This brief blog regards my dog named Money, not cash-in-hand or monetary concerns.
Adopted in 2008 through a facility in Colorado at eight months old, his original name was “Buddy.” At that young age, he was more than willing to be loved, accepted, and happy. Driving him home to California, his name was changed to “Money.”
Due to another family dog, a Bichon Frise name “Picasso” after the infamous painter, use of another infamous and favored painters’ name, “Monet,” came to mind. Hmm. “Buddy Monet” or “Monet Buddy?” Wanting an attractive name change for selfish reasons, we knew an original name would bestow his belonging to our family. Therefore, we settled on “Money,” “Money Buddy” to be exact.
Before arriving home on this pleasant yet long drive, repetitions of this name became gladly accepted. It fit him well and depicted a fun-loving and original character.
After licensing, chipping, neutering, and veterinarian visits, this black Labrador Retriever/Highlander Newfoundland puppy mix learned manners. For instance, his entering or exiting a doorway was paused to allow a human to enter or exit before him; he sat nicely while his food bowl was prepared or a cookie snack given; through daily walks, he encouraged his owners to exercise. And the goodness went on.
On first impression, you’d think he was a Labrador Retriever with long hair and long legs. Gosh he was tall! He ran with the wind and always found me when I hid behind a tree. His paws were the size of those of a tiger, quite discerning through a wet or muddied print, giving an intimidating impression of his size. His strength matched his girth at his climaxed adult weight of 104 pounds. His kind, loving attitude and guard-like behavior matched his size. There was a lot of love!

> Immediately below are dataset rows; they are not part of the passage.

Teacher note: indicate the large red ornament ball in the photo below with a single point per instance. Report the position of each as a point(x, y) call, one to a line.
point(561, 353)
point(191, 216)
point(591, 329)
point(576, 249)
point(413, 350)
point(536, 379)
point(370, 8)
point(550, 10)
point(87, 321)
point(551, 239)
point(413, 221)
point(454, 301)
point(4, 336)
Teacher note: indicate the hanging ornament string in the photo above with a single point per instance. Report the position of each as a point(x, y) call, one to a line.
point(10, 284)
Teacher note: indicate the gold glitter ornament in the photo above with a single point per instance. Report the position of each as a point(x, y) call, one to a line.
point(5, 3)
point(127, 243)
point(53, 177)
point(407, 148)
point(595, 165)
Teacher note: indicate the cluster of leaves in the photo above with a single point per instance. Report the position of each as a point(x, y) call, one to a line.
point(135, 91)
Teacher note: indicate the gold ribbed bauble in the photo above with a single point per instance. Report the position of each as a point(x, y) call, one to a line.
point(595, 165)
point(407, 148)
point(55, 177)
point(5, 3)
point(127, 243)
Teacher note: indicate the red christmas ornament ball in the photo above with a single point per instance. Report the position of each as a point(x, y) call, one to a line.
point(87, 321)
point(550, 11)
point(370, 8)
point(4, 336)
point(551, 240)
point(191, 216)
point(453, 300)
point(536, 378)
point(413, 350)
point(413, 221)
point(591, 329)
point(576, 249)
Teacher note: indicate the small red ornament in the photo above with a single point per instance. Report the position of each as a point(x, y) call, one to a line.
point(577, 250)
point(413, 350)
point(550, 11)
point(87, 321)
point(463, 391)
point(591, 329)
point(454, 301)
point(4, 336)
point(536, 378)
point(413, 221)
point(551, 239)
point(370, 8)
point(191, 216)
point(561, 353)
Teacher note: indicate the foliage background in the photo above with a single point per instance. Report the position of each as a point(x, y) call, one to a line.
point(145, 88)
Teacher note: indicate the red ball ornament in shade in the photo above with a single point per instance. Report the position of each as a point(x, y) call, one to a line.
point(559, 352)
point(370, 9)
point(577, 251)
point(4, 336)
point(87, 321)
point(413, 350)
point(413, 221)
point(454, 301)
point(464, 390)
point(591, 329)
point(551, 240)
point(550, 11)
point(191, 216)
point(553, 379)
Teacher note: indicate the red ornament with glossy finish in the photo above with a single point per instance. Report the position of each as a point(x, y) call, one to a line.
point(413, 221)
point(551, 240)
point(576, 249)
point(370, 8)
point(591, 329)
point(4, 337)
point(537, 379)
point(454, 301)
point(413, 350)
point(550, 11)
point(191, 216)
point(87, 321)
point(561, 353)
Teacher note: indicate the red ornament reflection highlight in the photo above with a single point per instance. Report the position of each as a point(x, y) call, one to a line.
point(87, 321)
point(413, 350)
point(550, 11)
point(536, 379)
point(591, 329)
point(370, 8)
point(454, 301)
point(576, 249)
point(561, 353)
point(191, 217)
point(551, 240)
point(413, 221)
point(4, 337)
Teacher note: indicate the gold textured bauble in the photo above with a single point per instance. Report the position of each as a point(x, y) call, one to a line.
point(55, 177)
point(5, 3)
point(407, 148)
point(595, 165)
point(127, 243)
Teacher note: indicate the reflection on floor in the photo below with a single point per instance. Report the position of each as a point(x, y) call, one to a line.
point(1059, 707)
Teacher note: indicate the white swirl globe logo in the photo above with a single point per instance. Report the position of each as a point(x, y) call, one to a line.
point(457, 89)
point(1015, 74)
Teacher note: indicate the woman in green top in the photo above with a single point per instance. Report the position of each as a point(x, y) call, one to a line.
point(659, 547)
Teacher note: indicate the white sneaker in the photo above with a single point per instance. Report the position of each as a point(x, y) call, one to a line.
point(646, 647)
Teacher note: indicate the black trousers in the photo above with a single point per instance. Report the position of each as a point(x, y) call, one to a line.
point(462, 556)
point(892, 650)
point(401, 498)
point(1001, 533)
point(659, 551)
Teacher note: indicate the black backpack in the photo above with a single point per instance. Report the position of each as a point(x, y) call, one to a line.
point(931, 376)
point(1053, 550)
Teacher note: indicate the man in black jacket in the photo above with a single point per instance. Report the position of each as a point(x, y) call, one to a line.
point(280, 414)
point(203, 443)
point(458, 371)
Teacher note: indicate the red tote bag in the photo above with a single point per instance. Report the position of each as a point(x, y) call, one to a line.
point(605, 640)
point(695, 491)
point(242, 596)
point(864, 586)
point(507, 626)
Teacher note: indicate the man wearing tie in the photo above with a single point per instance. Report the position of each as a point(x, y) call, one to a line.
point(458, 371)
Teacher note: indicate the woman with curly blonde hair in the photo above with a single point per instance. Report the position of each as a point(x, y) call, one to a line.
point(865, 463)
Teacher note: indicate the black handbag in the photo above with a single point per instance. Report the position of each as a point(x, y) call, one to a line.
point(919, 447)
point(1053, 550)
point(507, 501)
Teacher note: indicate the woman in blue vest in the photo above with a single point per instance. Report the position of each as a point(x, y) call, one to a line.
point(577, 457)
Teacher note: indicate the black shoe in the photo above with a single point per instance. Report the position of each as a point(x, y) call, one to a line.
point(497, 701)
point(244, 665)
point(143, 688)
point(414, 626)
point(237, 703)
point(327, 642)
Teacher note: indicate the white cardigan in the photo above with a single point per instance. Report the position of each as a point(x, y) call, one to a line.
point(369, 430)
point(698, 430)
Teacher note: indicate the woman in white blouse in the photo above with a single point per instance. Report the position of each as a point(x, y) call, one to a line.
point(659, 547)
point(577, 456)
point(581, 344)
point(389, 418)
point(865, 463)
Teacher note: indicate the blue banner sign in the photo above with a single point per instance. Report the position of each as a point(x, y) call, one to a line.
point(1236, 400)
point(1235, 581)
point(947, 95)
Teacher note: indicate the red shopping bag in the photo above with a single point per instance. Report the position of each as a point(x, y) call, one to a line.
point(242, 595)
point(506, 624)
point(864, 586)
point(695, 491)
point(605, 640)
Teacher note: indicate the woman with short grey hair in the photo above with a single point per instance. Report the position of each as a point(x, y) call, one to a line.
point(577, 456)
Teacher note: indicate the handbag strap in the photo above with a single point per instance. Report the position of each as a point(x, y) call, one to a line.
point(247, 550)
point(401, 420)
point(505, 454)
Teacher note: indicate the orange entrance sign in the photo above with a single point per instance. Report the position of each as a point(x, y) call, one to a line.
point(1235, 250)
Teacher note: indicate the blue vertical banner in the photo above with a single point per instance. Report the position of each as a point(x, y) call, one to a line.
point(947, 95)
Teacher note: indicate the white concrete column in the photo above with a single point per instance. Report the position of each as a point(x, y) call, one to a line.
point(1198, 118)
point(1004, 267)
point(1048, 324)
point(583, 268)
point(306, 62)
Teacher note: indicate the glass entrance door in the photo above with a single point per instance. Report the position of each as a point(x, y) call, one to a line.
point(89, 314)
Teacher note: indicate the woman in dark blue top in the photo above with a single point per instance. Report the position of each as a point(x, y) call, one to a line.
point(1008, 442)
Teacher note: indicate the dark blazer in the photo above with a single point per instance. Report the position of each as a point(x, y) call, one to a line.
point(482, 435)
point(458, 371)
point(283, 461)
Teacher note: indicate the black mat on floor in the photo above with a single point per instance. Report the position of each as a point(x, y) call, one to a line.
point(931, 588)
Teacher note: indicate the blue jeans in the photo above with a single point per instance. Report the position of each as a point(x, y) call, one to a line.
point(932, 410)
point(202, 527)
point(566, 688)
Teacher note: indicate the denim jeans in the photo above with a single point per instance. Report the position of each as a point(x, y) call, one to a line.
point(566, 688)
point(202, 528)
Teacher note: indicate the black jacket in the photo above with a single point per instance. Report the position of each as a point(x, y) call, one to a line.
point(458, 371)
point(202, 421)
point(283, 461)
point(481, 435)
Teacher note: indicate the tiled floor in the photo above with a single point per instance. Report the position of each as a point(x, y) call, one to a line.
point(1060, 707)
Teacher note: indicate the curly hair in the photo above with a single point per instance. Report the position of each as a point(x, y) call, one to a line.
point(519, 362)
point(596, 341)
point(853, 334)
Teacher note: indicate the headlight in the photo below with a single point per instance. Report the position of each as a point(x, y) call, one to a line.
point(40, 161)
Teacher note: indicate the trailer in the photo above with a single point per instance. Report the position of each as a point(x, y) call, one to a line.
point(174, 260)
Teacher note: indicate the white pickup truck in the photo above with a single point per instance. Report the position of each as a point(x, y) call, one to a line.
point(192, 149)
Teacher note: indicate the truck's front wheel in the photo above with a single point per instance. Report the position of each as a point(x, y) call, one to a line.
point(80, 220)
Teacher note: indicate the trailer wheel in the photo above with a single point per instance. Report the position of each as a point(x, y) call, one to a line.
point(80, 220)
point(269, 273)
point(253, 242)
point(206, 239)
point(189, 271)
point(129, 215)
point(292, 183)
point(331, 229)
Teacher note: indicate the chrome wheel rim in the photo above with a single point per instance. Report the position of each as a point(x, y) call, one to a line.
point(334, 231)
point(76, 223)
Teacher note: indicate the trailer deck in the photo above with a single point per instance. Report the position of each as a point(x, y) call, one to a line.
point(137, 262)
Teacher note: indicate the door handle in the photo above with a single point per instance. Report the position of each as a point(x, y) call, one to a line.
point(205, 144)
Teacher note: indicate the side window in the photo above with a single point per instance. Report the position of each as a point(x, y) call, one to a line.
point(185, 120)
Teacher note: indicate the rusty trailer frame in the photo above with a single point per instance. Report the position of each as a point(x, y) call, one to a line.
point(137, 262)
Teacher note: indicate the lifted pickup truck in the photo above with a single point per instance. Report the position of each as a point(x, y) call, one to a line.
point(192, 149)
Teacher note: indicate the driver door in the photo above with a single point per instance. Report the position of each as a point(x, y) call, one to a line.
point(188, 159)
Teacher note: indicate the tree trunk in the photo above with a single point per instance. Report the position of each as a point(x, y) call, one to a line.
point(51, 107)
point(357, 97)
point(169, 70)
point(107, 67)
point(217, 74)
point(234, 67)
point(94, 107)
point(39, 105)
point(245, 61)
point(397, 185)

Grateful to have the insight to write an illustrated chapter book with Money as a main character, he will live long into infinity.
2018 saw a slow but apparent decline in his mobility ̶ dysplasia had sent in. Oh no! Comparable to arthritis in humans, this condition is painful. Veterinarian prescriptions helped ease this scenario for a short time, allowing Money to walk but at a slower pace. A healthier diet of brown rice, blueberries or a diced apple with diced carrots and fresh meat was also incorporated. We were looking for a miracle. However, he slowly became worse. Experiencing the sight of him in pain, we made the tough decision to have his veterinarian give him peace. Therefore, December 30, 2018, we said our loving, tender and tearful goodbyes.
Surrounded by his beds, his toys, his jackets, his food and water bowls, these items were laundered, cleaned and given to the Disabled American Veterans thrift store. Copies of Me & My Money… accompanied these treasures. Money will never be forgotten.